CVPR2025
Scaling Vision Pre-Training to 4K Resolution
Baifeng Shi, Boyi Li, Han Cai, Yao Lu, Sifei Liu, Marco Pavone, Jan Kautz, Song Han, Trevor Darrell, Pavlo Molchanov, Hongxu Yin
Abstract
Figure 1 . Left: Regular vision models such as SigLIP [44] processes images at a low resolution (e.g., 378 × 378 pixels), which is not enough for many daily tasks such as spotting the stop sign while driving. In contrast, PS3 is able to both encode low-res features and efficiently process high-res information of 4K-resolution images via top-down patch selection, i.e., selectively processing relevant patches based on any text prompt. Top Right: SigLIP is pre-trained by contrasting global vision features and global captions, which is costly for high-resolution images.
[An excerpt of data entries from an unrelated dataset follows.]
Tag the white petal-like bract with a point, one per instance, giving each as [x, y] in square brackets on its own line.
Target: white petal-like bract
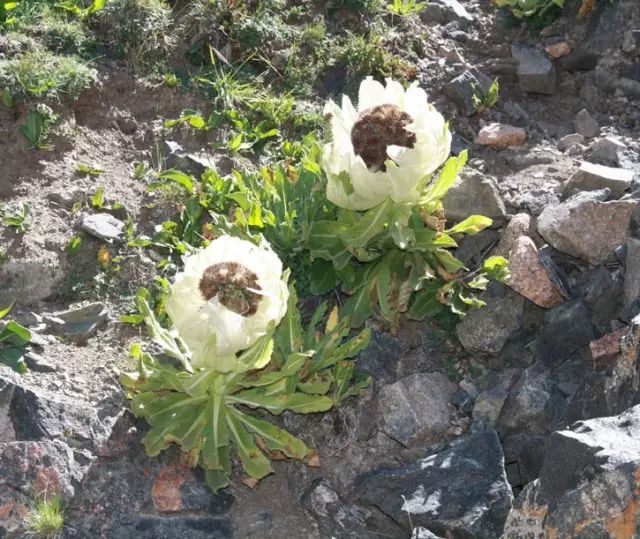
[214, 332]
[351, 184]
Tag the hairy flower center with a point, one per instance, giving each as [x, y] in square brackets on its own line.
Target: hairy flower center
[377, 128]
[234, 285]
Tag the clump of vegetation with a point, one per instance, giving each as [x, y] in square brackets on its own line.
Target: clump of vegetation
[46, 520]
[40, 73]
[14, 340]
[139, 31]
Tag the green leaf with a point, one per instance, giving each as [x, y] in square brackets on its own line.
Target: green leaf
[275, 439]
[4, 312]
[371, 224]
[253, 460]
[276, 404]
[323, 277]
[497, 268]
[471, 225]
[447, 177]
[97, 200]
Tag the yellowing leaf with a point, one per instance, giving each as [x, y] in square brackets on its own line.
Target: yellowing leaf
[332, 320]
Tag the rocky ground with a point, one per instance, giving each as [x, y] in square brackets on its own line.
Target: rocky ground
[521, 423]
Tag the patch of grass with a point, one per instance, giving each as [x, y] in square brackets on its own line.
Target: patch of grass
[42, 74]
[140, 31]
[46, 520]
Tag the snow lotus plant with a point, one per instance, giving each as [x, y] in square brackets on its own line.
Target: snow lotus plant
[238, 345]
[390, 245]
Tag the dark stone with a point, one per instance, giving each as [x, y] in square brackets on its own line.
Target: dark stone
[588, 481]
[461, 89]
[567, 328]
[611, 392]
[525, 454]
[461, 490]
[200, 527]
[630, 71]
[536, 73]
[579, 60]
[525, 410]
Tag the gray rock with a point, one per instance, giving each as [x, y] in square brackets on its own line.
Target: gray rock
[415, 408]
[569, 140]
[485, 331]
[536, 73]
[607, 151]
[454, 10]
[588, 481]
[586, 125]
[525, 410]
[592, 177]
[632, 272]
[488, 404]
[523, 456]
[434, 14]
[103, 226]
[78, 323]
[473, 194]
[461, 89]
[585, 227]
[30, 279]
[461, 490]
[566, 329]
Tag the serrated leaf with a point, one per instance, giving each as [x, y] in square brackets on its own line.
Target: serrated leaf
[471, 225]
[253, 460]
[276, 439]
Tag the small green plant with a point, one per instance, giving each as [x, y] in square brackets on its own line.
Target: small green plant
[14, 340]
[483, 101]
[18, 220]
[530, 9]
[36, 127]
[39, 73]
[5, 9]
[46, 519]
[77, 8]
[89, 170]
[404, 8]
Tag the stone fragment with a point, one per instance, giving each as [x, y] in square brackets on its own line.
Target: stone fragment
[535, 72]
[462, 489]
[78, 323]
[569, 140]
[485, 331]
[566, 329]
[607, 151]
[586, 227]
[415, 408]
[592, 177]
[529, 277]
[524, 411]
[501, 136]
[474, 193]
[632, 272]
[586, 125]
[462, 88]
[558, 49]
[605, 351]
[588, 482]
[103, 226]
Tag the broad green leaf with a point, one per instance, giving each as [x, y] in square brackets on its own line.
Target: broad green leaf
[447, 177]
[276, 404]
[471, 225]
[253, 460]
[371, 224]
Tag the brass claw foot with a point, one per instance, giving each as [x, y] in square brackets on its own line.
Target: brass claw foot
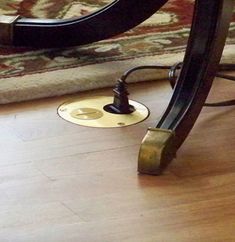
[156, 151]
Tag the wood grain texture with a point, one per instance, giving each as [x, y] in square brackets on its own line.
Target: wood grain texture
[62, 182]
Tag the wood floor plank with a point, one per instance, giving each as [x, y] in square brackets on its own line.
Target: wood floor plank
[60, 182]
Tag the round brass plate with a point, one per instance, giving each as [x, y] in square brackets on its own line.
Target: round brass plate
[89, 112]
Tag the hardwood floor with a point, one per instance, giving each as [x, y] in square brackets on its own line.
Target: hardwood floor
[62, 182]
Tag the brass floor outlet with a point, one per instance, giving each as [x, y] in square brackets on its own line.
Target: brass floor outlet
[89, 112]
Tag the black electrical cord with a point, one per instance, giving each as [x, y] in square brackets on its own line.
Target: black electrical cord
[173, 75]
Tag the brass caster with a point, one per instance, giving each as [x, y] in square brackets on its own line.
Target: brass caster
[156, 151]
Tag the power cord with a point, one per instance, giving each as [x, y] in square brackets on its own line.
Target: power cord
[174, 73]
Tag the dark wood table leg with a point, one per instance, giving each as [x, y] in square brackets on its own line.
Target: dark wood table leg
[206, 42]
[115, 18]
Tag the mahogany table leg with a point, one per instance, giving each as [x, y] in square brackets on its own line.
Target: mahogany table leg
[206, 42]
[115, 18]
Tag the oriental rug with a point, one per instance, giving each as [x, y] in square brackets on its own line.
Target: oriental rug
[27, 74]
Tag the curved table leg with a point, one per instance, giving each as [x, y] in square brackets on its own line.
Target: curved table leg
[115, 18]
[206, 42]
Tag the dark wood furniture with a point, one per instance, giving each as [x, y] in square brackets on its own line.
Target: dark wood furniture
[206, 42]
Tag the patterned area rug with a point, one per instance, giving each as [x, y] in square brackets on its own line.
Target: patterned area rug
[30, 74]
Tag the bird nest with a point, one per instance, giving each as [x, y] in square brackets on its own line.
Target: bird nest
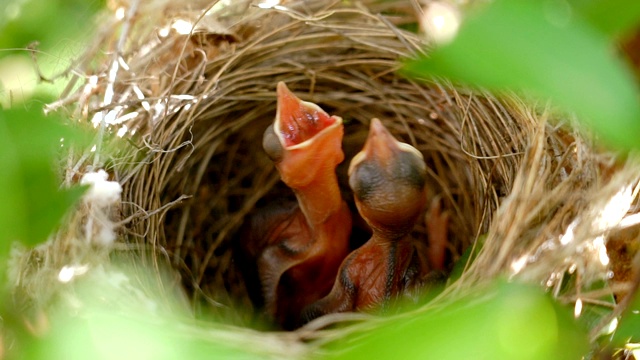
[179, 117]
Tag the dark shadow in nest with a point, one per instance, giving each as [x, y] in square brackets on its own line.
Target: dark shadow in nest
[463, 137]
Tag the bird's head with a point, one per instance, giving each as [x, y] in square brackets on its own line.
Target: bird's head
[388, 181]
[303, 139]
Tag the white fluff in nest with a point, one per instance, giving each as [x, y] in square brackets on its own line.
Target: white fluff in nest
[102, 193]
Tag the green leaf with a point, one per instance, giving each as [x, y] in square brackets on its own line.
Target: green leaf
[536, 48]
[629, 326]
[614, 18]
[34, 203]
[508, 321]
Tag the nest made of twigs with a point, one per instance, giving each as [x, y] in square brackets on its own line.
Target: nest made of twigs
[193, 106]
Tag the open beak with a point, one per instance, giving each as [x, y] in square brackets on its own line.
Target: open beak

PS3 is pre-trained with additional contrast between local high-res features with local captions, enabling pre-training at 4K resolution with 79× less cost than SigLIP. Bottom Right: VILA-HD uses PS3 to selectively process high-res regions based on the user prompt, outperforming state-of-the-art MLLMs such as Qwen2-VL [38] on the proposed 4KPro benchmark while achieving 2.96× speedup.